Пятнадцать лет бояться каждый день разоблачения и позора. Суровых санкций, мер, постановлений, комиссий…
И оставаться самими собой только в редкие минуты одиночества, в редкие минуты, когда не видело их обоих всевидящее око непримиримого к чужим слабостям общества.
Говорят, что прежнее тоталитарное коммунистическое государство организовывало гонения на инакомыслящих. На всех, без особенного разбора — на политических диссидентов, на верующих в Бога, на сексуальные меньшинства, на художников-модернистов… Словом, почти на всех, кто не укладывался в прокрустово ложе дикой «коммунистической», а точнее — непросвещенно-тоталитарной морали…
Но, право, не стоит так уж обвинять во всем этом именно то государство. Ничего путного у него бы не вышло, если бы все это не находило живейшего отклика и понимания в широких массах самого народа.
Разве мы не помним тысячи писем в редакции газет и тысячи митингов по всей стране, когда люди призывали расправиться с Солженицыным и Сахаровым? Разве не помним? Вы скажете, что люди делали это вынужденно, из-под палки? Не знаю… Уж во всяком случае отнюдь не под страхом смерти или сколько-ни-будь серьезного наказания. Нет, все было, как говорится по любви… По стремлению души самого народа.
А с верой в Бога? Кто же мешал десяткам миллионов наших соотечественников продолжать в душе своей верить? Кто запрещал молиться дома? Как это можно было бы проконтролировать? Никак. Но нет, десятки миллионов людей совершенно добровольно и радостно предпочли жрать водку и забыть о Боге… И смеяться над Ним, и рассказывать глупые байки и анекдоты.
То же самое и с сексуальным меньшинствами. Если бы народ действительно не хотел гонений на своих же сограждан, он бы этого не допустил. Вся страна с удовлетворением смотрела на показательные судебные процессы над несчастными гомосексуалистами, и никому в голову не приходило, что это — дикость и средневековье… это сам народ придумал такое специальное оскорбление — «пидарас»… Он даже не всегда понимал значения этого ругательства, но точно знал — быть «пидарасом» — позорно…

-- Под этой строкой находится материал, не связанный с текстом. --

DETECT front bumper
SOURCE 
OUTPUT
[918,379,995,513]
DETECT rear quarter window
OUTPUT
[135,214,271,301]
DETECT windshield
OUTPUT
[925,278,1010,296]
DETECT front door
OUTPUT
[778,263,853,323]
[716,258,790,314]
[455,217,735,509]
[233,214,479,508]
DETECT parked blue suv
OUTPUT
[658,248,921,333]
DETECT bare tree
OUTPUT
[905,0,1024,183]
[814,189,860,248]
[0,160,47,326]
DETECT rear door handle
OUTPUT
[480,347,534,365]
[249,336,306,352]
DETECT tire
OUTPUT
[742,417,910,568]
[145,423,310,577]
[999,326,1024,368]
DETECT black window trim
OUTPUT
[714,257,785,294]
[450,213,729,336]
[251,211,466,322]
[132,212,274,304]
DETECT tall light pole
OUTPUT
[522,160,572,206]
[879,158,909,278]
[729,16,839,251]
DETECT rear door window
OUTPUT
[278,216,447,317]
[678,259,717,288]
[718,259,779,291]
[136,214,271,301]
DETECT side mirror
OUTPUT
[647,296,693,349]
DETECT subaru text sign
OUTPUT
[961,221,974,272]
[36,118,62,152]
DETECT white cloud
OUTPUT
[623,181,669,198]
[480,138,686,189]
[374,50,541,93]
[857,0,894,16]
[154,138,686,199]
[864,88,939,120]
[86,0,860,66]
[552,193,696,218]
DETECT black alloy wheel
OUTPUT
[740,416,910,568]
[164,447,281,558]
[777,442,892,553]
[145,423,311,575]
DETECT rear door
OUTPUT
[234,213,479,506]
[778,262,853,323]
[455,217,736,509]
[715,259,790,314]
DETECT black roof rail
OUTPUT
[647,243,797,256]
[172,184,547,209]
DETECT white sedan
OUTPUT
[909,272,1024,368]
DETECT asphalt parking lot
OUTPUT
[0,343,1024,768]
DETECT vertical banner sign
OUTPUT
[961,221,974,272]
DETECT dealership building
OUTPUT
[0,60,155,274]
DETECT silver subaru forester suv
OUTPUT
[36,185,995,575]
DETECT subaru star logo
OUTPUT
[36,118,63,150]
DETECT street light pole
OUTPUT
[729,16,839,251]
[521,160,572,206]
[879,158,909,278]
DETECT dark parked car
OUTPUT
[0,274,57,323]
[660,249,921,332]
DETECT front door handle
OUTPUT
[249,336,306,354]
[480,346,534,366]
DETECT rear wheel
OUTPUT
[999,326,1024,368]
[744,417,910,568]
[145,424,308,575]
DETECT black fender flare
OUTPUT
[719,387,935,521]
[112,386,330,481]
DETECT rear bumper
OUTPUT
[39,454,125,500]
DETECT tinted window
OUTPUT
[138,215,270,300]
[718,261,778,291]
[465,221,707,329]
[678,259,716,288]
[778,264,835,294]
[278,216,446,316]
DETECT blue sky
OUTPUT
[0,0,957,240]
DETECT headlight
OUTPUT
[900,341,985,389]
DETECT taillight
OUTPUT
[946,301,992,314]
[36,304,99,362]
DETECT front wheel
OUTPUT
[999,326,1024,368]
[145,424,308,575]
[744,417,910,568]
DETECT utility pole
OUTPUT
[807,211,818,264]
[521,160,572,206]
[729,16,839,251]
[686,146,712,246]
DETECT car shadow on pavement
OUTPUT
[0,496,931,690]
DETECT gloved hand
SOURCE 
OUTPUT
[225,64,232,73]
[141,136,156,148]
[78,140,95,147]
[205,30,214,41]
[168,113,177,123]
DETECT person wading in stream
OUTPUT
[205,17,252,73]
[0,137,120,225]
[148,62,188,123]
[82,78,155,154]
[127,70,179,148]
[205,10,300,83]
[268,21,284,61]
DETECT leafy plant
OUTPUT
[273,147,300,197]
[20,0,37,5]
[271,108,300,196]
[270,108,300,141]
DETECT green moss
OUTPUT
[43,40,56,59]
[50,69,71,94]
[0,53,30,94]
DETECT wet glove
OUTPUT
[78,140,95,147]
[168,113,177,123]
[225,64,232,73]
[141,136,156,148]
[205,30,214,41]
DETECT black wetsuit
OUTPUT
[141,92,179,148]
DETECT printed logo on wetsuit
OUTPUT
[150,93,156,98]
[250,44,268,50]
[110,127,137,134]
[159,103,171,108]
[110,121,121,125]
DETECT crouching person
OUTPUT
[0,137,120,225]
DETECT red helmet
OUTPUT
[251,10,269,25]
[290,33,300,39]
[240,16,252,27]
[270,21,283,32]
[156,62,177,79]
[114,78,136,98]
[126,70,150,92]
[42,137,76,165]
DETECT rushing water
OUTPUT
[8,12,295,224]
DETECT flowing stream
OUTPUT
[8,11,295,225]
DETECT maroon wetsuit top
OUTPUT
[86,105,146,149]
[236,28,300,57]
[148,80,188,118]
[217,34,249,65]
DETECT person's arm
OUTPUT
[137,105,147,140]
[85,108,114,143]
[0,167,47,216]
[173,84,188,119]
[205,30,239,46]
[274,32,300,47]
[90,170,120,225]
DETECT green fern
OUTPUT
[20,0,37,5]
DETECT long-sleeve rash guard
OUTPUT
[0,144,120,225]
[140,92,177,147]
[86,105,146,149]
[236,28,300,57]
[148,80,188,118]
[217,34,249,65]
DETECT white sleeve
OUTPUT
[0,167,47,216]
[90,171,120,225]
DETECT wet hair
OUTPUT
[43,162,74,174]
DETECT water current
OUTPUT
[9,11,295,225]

А, собственно, почему? Спросите об этом любого простого человека, и он будет долго мычать что-нибудь совершенно невразумительное, перемежая это свое мычание привычным для него: «Ну, бля…»
Так что нет, не говорите мне, не говорите… Не надо этих сказочек про народ-богоносец, который страдал в тисках диктатуры.
Все гонения на инакомыслящих и иначе-чувствующих проходили под радостные и веселые улюлюканья. И этого самого народа, всей его толщи. Теперь политика изменилась, и все эти толпы приумолкли, прекратили «единодушно одобрять» травлю непохожих не примитив людей, но, боюсь, лишь на время… Переменилась обстановка, и вновь толпы озверевших от водки и комплексов мужиков, глупых безграмотных баб начнут «осуждать» и «призывать»… То есть, по простому говоря, вооружатся дубьем против всего, что им непонятно, а значит — «не наше», чуждое, подлежащее «выкорчевыванию»…
Как писал в свое давнее время Тютчев:
Над этой темною толпой непробужденного народа
Взойдешь ли ты когда, свобода, мелькнет ли луч твой золотой?
Так и сказал великий поэт — прямо и честно, про «темную толпу непробужденного народа», не постеснялся, не побоялся, не поддался так называемому обаянию «простого человека».